Kim Sun-hui

Personal information
- Date of birth: 4 April 1972 (age 53)
- Place of birth: Pyongyang, North Korea
- Position: Defender

Senior career*
- Years: Team / Apps / (Gls)
- Pyongyang City Sports Club
- Wolmido Sports Club

International career
- North Korea

= Kim Sun-hui =

North Korean footballer (born 1972)

Kim Sun-hui (born 4 April 1972) is a North Korean footballer who played as a defender for the North Korea women's national football team. She was part of the team at the 1999 FIFA Women's World Cup. A tournament preview on the SoccerTimes.com website described her as: "the heart of the [team's] defense".

In February 1999 Kim played for a FIFA World XI in a 2–1 win over the United States, staged to coincide with the FIFA Women's World Cup draw.

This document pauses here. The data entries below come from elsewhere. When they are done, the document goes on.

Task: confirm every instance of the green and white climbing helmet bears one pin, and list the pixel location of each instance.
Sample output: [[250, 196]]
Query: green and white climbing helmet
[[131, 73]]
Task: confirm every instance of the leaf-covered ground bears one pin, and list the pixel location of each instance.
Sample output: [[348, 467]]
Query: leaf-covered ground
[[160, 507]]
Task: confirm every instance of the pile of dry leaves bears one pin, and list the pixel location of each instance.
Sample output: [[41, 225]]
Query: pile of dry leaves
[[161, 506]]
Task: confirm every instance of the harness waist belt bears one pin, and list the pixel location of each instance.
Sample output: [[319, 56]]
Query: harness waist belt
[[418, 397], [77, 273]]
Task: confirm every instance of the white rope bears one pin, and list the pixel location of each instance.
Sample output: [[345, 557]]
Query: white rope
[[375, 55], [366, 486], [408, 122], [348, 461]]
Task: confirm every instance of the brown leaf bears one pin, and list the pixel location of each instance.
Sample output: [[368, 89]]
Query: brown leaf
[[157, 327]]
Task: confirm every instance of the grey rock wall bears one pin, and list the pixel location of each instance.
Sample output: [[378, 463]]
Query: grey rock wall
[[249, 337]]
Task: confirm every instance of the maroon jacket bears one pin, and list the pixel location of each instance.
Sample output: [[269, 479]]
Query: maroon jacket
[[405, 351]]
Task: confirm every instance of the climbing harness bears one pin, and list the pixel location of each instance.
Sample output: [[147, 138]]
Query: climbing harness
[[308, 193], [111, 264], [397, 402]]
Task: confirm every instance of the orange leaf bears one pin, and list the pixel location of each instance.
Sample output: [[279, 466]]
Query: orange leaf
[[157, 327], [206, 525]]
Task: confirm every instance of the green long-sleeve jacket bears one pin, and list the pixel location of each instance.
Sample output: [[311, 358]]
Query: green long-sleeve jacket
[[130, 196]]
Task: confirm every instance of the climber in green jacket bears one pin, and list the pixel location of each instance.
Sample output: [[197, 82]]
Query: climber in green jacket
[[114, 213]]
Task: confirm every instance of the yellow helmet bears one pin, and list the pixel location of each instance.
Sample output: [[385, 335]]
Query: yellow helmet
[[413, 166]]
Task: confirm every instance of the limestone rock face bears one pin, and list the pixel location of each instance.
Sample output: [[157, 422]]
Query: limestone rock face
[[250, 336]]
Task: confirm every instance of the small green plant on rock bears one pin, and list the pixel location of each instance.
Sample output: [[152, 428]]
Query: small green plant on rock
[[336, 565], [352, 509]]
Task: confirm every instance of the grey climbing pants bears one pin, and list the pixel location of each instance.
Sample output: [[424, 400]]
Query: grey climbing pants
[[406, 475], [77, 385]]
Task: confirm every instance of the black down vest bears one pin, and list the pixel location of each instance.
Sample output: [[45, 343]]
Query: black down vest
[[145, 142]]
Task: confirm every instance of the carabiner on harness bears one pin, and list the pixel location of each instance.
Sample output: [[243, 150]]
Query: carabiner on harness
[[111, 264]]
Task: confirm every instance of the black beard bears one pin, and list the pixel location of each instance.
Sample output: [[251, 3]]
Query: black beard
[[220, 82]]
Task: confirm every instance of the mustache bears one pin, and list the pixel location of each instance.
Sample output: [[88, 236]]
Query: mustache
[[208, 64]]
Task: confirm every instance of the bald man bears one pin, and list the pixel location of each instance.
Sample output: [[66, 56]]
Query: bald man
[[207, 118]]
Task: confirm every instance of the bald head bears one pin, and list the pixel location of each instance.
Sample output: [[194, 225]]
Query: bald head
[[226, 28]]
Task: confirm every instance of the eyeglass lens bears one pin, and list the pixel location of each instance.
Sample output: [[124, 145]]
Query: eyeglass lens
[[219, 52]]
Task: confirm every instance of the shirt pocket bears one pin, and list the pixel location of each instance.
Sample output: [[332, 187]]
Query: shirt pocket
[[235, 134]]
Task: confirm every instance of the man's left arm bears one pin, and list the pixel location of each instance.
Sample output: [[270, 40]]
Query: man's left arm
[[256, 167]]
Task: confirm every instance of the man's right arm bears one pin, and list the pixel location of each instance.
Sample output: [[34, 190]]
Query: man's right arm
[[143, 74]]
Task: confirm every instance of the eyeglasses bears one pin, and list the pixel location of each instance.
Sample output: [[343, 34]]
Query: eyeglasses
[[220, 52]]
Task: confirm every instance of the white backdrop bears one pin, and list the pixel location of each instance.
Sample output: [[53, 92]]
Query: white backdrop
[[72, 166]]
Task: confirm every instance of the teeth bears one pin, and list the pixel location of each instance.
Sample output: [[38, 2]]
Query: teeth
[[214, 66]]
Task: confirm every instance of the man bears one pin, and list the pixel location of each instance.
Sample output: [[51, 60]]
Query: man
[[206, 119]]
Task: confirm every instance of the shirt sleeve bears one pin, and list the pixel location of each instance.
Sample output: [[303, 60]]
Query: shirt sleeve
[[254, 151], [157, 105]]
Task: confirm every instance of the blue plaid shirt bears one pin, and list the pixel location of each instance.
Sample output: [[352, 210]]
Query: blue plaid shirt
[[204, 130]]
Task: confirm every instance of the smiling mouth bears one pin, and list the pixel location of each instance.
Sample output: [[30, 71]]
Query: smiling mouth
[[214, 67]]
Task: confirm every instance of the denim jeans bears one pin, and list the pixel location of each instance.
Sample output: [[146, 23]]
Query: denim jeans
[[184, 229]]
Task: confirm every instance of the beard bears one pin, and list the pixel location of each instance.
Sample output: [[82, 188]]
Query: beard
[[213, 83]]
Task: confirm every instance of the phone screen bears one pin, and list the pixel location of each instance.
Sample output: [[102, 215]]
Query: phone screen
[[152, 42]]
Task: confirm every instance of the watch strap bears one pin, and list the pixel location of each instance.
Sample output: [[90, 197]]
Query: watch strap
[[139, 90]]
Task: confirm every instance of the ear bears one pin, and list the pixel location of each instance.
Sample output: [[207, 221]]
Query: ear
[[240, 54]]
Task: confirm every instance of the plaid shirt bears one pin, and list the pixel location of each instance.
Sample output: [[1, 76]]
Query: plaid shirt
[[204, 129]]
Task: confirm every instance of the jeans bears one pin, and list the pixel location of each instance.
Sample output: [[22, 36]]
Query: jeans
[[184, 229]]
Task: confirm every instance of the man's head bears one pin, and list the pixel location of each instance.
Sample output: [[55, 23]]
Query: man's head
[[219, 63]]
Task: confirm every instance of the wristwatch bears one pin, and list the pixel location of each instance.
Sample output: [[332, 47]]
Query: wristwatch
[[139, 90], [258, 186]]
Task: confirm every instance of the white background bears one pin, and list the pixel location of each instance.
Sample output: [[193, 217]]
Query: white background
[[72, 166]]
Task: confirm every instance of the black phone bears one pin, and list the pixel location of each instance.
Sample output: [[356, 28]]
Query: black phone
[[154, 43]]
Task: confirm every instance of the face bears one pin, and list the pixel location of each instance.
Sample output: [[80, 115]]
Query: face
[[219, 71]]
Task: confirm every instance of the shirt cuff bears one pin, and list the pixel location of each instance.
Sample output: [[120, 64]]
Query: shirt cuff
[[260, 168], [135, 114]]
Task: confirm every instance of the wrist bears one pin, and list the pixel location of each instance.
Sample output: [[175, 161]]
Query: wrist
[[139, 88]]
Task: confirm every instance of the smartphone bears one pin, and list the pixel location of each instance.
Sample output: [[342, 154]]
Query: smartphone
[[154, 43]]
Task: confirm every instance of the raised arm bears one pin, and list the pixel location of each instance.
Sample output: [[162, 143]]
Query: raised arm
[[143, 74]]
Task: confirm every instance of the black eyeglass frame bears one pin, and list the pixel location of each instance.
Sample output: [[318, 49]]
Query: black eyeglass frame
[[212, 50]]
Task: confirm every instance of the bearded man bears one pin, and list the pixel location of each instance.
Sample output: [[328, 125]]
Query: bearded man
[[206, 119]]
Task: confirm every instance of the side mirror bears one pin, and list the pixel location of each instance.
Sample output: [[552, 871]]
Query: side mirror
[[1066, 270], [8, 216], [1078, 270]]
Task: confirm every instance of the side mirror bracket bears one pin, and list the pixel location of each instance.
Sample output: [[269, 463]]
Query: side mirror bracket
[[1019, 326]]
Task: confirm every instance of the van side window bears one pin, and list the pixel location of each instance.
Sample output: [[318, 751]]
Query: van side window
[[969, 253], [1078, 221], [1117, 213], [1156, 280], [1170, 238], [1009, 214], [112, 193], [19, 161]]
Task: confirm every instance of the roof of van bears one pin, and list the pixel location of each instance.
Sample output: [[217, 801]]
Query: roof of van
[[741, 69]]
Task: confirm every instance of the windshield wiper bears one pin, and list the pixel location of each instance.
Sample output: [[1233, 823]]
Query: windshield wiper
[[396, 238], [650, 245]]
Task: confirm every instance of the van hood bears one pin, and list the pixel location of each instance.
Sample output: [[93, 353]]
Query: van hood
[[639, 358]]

North Korea qualified for their first FIFA Women's World Cup when they finished as 1997 AFC Women's Championship runners-up. They upset Japan 1–0 in the semi-final, in which Kim performed a marking job on Homare Sawa. She was praised by Japan's coach Satoshi Miyauchi: "Really skillful and a tremendous player. She's technically good, and she's a strong leader for the defense. She controls the other three defenders." After collecting her second yellow card of the tournament against Japan, she was suspended for North Korea's 2–0 final defeat by China.

At the 1998 Asian Games Kim captained North Korea to a silver medal following a golden goal defeat by China in the final.